Meta-analyses of major HF trials (Australia/New Zealand Heart Failure Research Collaborative Group, BEST, CAPRICORN, CIBIS-II, COPERNICUS, MERIT-HF, MOCHA, PRECISE, US Carvedilol Trials) indicate a similar and significant survival benefit with β-blockers compared with placebo in diabetic and non-diabetic populations (ranging from 16 to 28% and from 28 to 37%, respectively), with consistently overlapping 95% CIs of risk ratios through the analyses. The relative reduction in mortality shows a less favorable trend for patients with diabetes compared with those without. However, as the absolute risk of mortality is considerably greater in patients with DM, the absolute mortality benefit should be equal or even greater for those with DM [87, 105‐107]. Subgroup analyses of individual major HF trials also show a similar reduction in hospitalization and improvement of symptoms in those with and without DM [15, 108‐110].

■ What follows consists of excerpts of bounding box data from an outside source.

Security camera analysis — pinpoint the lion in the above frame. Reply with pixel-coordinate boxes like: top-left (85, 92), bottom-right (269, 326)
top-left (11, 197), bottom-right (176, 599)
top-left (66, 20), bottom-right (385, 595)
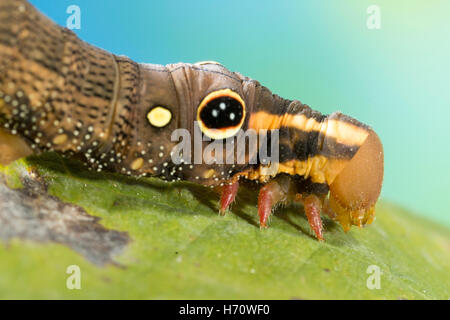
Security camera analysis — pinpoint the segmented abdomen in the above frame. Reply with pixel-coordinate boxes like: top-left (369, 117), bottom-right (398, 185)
top-left (0, 0), bottom-right (148, 174)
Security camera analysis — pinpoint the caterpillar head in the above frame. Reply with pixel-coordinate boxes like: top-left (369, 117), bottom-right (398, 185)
top-left (329, 130), bottom-right (384, 231)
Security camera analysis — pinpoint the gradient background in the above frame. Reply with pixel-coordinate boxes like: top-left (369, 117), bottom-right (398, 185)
top-left (31, 0), bottom-right (450, 226)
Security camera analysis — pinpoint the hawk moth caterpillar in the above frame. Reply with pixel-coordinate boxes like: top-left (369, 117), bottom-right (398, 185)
top-left (0, 0), bottom-right (384, 240)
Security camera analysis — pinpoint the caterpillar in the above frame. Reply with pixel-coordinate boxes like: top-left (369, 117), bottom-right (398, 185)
top-left (0, 0), bottom-right (384, 240)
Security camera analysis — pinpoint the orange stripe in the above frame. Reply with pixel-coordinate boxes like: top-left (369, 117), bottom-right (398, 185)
top-left (249, 111), bottom-right (369, 146)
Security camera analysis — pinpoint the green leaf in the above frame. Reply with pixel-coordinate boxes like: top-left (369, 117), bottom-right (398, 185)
top-left (0, 154), bottom-right (450, 299)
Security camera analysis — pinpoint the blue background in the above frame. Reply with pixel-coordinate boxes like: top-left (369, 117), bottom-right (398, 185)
top-left (31, 0), bottom-right (450, 226)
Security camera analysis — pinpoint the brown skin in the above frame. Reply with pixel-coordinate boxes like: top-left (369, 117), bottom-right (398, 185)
top-left (0, 129), bottom-right (33, 166)
top-left (330, 131), bottom-right (384, 230)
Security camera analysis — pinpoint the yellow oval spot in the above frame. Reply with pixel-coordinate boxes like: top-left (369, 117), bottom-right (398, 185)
top-left (203, 169), bottom-right (215, 179)
top-left (131, 158), bottom-right (144, 170)
top-left (53, 133), bottom-right (67, 145)
top-left (147, 106), bottom-right (172, 128)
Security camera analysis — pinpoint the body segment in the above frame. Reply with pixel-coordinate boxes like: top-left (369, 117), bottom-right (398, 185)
top-left (0, 0), bottom-right (383, 239)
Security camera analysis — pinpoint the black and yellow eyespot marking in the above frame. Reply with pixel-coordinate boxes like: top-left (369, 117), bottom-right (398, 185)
top-left (0, 0), bottom-right (384, 239)
top-left (197, 89), bottom-right (246, 139)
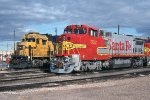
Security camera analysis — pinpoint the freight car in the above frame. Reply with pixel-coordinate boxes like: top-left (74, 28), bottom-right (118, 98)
top-left (50, 25), bottom-right (150, 73)
top-left (11, 32), bottom-right (54, 68)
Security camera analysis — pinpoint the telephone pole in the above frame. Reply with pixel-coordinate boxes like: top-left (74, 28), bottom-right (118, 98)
top-left (55, 27), bottom-right (57, 36)
top-left (14, 30), bottom-right (16, 55)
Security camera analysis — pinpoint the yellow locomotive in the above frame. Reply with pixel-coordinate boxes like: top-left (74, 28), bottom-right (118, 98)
top-left (14, 32), bottom-right (54, 67)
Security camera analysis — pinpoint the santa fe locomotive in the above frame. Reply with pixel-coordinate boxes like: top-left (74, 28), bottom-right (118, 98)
top-left (50, 25), bottom-right (150, 73)
top-left (11, 32), bottom-right (54, 68)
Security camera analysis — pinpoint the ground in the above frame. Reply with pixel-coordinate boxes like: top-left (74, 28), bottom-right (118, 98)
top-left (0, 76), bottom-right (150, 100)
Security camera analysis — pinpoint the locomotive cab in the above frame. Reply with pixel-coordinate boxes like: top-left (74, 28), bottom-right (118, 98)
top-left (50, 25), bottom-right (108, 73)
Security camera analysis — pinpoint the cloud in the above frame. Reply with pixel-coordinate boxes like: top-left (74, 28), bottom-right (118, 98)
top-left (0, 0), bottom-right (150, 41)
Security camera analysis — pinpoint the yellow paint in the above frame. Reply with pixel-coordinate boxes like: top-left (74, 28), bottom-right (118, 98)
top-left (16, 33), bottom-right (54, 57)
top-left (56, 41), bottom-right (86, 54)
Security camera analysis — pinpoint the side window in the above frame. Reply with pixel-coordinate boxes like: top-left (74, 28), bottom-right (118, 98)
top-left (42, 40), bottom-right (46, 45)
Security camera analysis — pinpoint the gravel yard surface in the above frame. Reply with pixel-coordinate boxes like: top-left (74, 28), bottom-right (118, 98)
top-left (0, 76), bottom-right (150, 100)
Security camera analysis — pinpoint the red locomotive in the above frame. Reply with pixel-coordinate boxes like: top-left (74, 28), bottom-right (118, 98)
top-left (50, 25), bottom-right (150, 73)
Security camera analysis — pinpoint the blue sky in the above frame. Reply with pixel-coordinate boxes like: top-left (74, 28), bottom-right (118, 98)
top-left (0, 0), bottom-right (150, 50)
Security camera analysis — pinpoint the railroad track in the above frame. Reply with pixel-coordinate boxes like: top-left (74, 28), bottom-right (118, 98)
top-left (0, 68), bottom-right (150, 92)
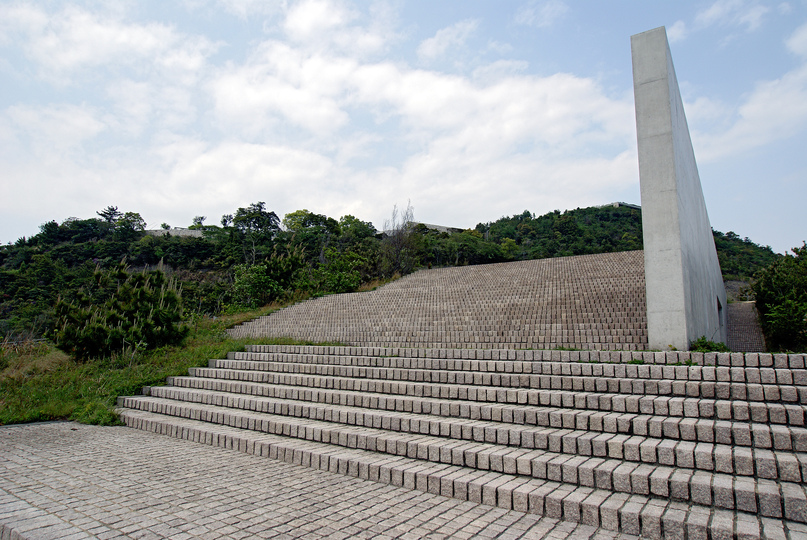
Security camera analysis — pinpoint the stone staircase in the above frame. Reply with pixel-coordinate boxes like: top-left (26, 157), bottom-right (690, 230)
top-left (119, 252), bottom-right (807, 540)
top-left (119, 345), bottom-right (807, 539)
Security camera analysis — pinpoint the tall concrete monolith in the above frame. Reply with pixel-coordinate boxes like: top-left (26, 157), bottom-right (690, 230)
top-left (631, 27), bottom-right (726, 350)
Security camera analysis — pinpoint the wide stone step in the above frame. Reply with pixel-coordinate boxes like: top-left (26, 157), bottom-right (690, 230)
top-left (240, 344), bottom-right (807, 369)
top-left (211, 360), bottom-right (807, 403)
top-left (164, 377), bottom-right (807, 446)
top-left (120, 396), bottom-right (807, 522)
top-left (224, 352), bottom-right (807, 388)
top-left (183, 368), bottom-right (807, 424)
top-left (150, 387), bottom-right (807, 482)
top-left (119, 409), bottom-right (807, 539)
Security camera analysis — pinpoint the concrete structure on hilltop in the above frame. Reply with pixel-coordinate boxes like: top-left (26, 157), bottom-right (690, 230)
top-left (631, 27), bottom-right (726, 350)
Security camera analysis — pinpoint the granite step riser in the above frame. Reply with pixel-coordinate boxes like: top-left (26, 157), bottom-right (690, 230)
top-left (210, 361), bottom-right (807, 403)
top-left (246, 345), bottom-right (807, 369)
top-left (145, 387), bottom-right (807, 482)
top-left (122, 398), bottom-right (807, 521)
top-left (121, 410), bottom-right (712, 540)
top-left (169, 377), bottom-right (807, 430)
top-left (223, 352), bottom-right (807, 387)
top-left (151, 378), bottom-right (807, 454)
top-left (188, 368), bottom-right (807, 421)
top-left (238, 338), bottom-right (644, 350)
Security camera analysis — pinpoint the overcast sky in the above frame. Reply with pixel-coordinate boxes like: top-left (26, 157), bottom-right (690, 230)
top-left (0, 0), bottom-right (807, 252)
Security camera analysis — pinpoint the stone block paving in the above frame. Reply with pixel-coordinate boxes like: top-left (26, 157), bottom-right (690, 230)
top-left (229, 251), bottom-right (647, 351)
top-left (0, 422), bottom-right (637, 540)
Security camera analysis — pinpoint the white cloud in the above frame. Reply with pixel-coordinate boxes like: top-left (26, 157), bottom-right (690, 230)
top-left (785, 24), bottom-right (807, 59)
top-left (0, 4), bottom-right (217, 83)
top-left (0, 0), bottom-right (638, 240)
top-left (211, 41), bottom-right (355, 137)
top-left (667, 21), bottom-right (689, 43)
top-left (515, 0), bottom-right (569, 28)
top-left (417, 19), bottom-right (479, 61)
top-left (698, 65), bottom-right (807, 160)
top-left (217, 0), bottom-right (287, 19)
top-left (6, 105), bottom-right (107, 153)
top-left (695, 0), bottom-right (770, 32)
top-left (283, 0), bottom-right (396, 57)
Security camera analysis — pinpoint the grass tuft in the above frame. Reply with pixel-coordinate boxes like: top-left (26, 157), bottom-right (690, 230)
top-left (0, 306), bottom-right (328, 425)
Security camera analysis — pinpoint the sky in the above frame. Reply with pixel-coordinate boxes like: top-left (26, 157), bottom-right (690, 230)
top-left (0, 0), bottom-right (807, 253)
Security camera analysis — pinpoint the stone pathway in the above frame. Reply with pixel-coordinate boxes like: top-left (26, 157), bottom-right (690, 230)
top-left (0, 423), bottom-right (635, 540)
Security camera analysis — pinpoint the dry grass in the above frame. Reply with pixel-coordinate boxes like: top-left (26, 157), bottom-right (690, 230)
top-left (0, 339), bottom-right (70, 381)
top-left (356, 272), bottom-right (401, 292)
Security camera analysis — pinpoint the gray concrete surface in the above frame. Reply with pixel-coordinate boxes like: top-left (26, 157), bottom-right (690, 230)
top-left (631, 27), bottom-right (726, 350)
top-left (0, 423), bottom-right (634, 540)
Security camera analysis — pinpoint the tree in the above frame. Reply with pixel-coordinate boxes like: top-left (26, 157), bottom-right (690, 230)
top-left (234, 201), bottom-right (280, 264)
top-left (752, 243), bottom-right (807, 351)
top-left (379, 201), bottom-right (416, 277)
top-left (283, 209), bottom-right (341, 264)
top-left (96, 206), bottom-right (123, 225)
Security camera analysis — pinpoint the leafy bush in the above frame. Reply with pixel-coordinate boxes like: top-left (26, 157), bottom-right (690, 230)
top-left (689, 336), bottom-right (731, 352)
top-left (752, 244), bottom-right (807, 351)
top-left (53, 263), bottom-right (189, 362)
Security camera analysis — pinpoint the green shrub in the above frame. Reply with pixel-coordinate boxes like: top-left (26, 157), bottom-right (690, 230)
top-left (752, 244), bottom-right (807, 351)
top-left (689, 336), bottom-right (731, 352)
top-left (53, 263), bottom-right (189, 362)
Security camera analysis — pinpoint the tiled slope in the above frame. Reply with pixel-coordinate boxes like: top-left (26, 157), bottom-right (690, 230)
top-left (230, 251), bottom-right (647, 350)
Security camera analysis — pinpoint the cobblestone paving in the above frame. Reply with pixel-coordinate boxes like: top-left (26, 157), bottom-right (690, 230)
top-left (0, 423), bottom-right (635, 540)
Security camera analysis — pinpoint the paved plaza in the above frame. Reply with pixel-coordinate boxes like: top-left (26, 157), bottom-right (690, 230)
top-left (0, 422), bottom-right (635, 540)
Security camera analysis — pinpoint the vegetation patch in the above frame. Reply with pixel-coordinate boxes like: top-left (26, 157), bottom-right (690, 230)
top-left (0, 306), bottom-right (338, 425)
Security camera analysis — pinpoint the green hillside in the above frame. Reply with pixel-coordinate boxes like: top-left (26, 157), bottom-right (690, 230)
top-left (0, 202), bottom-right (779, 341)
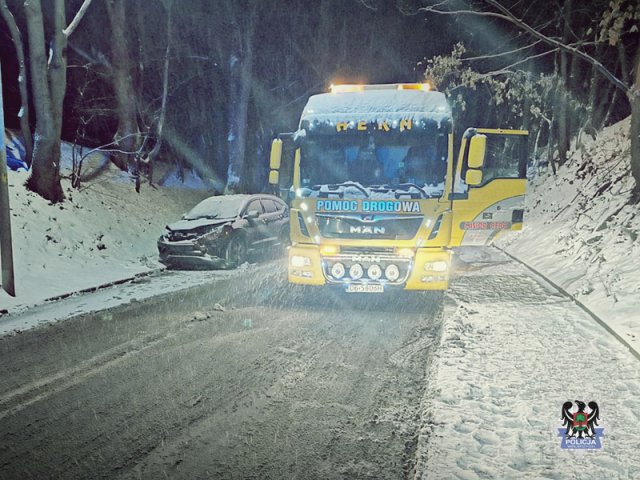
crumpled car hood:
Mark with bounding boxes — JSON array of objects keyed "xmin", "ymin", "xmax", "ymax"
[{"xmin": 167, "ymin": 218, "xmax": 233, "ymax": 232}]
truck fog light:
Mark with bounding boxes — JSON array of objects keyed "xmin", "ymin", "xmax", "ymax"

In post-MI patients with DM, β-blockers were shown to reduce the risk of late infarction, sudden death, and arrhythmias and to improve mortality according to retrospective analyses of the MIAMI study and the Göteborg Metoprolol Trial [111]. Data from a multicenter cohort of 2024 patients indicated that β-blocker use is an independent predictor of 1-year cardiac survival following hospital discharge for post-MI patients with DM. Patients with DM receiving β-blocker therapy had a mortality of 10% compared with 23% for those who did not receive a β-blocker [112]. In a retrospective analysis of patients with CAD and non-insulin-dependent DM from the BIP study, those receiving β-blocker therapy had a reduced mortality risk (RR 0.58; p = 0.0001) after 3 years of follow-up than those without β-blocker medication [113].

A large observational study including 59,445 patients with DM showed a 36% mortality reduction 2 years after MI in those treated with a β-blocker. The mortality reduction in patients with no complications was 40%. Again, though the relative benefit compared with patients without DM seems to be somewhat smaller, due to the high mortality rate among patients with DM after MI, the absolute survival benefit is expected to be much larger in patients with DM [87, 89].